LYNDEN - The state has selected a contractor to build two roundabouts on the north end of Lynden before the start of the Northwest Washington Fair.
The Department of Transportation accepted a $2.15 million bid by Colacurcio Brothers Construction Company Inc. of Blaine on Thursday, Feb. 28. Work will begin in May or June on the roundabouts, about a half-mile apart on East Badger Road, at Depot Road and Bender Road.
To speed up the work, Bender Road will be closed for two weeks on the south side of Badger Road. Depot Road south of Badger will be closed for three weeks. Closure dates have not been set, but the two roads will not be closed at the same time. The closures will make it easier for the contractor to finish by the start of the fair, which begins Aug. 12.
Crews are currently working at the site to move utility lines.
Badger Road connects two other state highways, Guide Meridian and Highway 9. With 11,000 average daily trips, Badger has more traffic than the other two highways at their border crossings.
Roundabouts allow for more efficient traffic movement because they reduce backups, said Brian Walsh, DOT traffic design and operations engineer. Traffic flow on Badger is important because it is a designated freight route, the DOT said.
The roundabouts on Badger are mostly intended to reduce the frequency of serious crashes. The highway already had a bad crash record, and planning for the roundabouts had already begun, when a fatal motorcycle crash in June 2011 prompted DOT to reduce the speed limit on Badger to 45 mph.
The 26 collisions from 2007-11 on the stretch from Depot to Bender included one fatality and nine with injuries, according to crash data provided by DOT.
Studies by the Insurance Institute for Highway Safety and Federal Highway Administration have shown that roundabouts reduce injury collisions by 75 percent and fatalities by 90 percent, the DOT said.
"It's hard to get into a really serious crash at 15 mph," Walsh said.

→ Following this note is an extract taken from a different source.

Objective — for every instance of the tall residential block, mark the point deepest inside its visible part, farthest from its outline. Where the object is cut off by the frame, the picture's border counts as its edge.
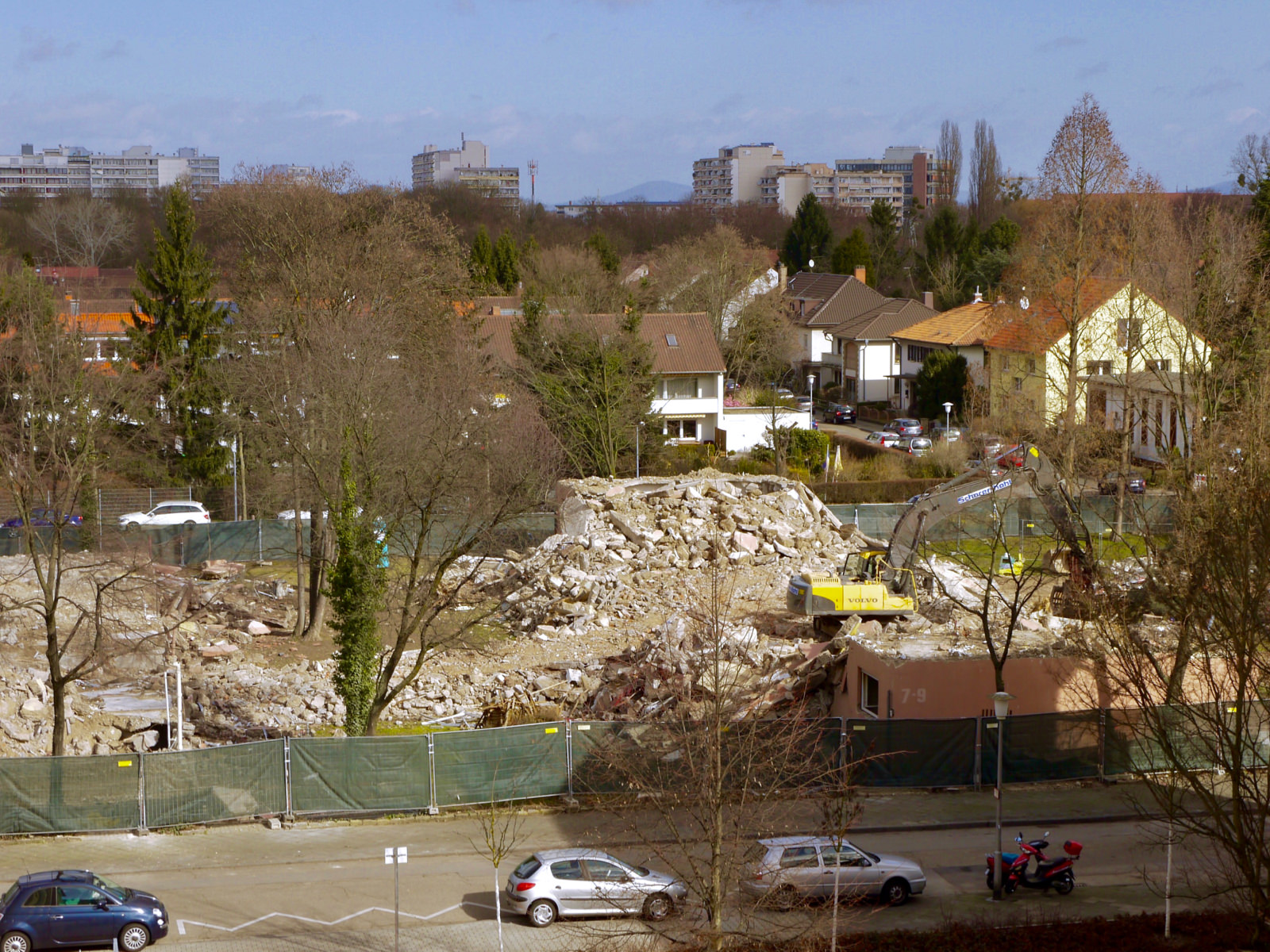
(467, 165)
(760, 175)
(52, 171)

Although DOT engineers weigh roundabouts and traffic signals equally, Walsh said, roundabouts have become their method of choice for controlling intersections.
The agency built four roundabouts on Guide Meridian in 2009, even taking out a traffic signal at Pole Road.
"There's been a lot less delay at Pole Road," Walsh said.
Two roundabouts were built on Mount Baker Highway in 2011.
Currently, the state has about 245 roundabouts "on the ground," Walsh said.
"The world's transforming a little bit," he said. "In the last 15 years nationally, we've seen more looking at roundabouts, for safety primarily ... better operations and less delay in many of the locations."
Federal money will fully pay for the Badger Road project. The $8 million is from a fund that must be dedicated to projects near the U.S./Canada border, according to DOT.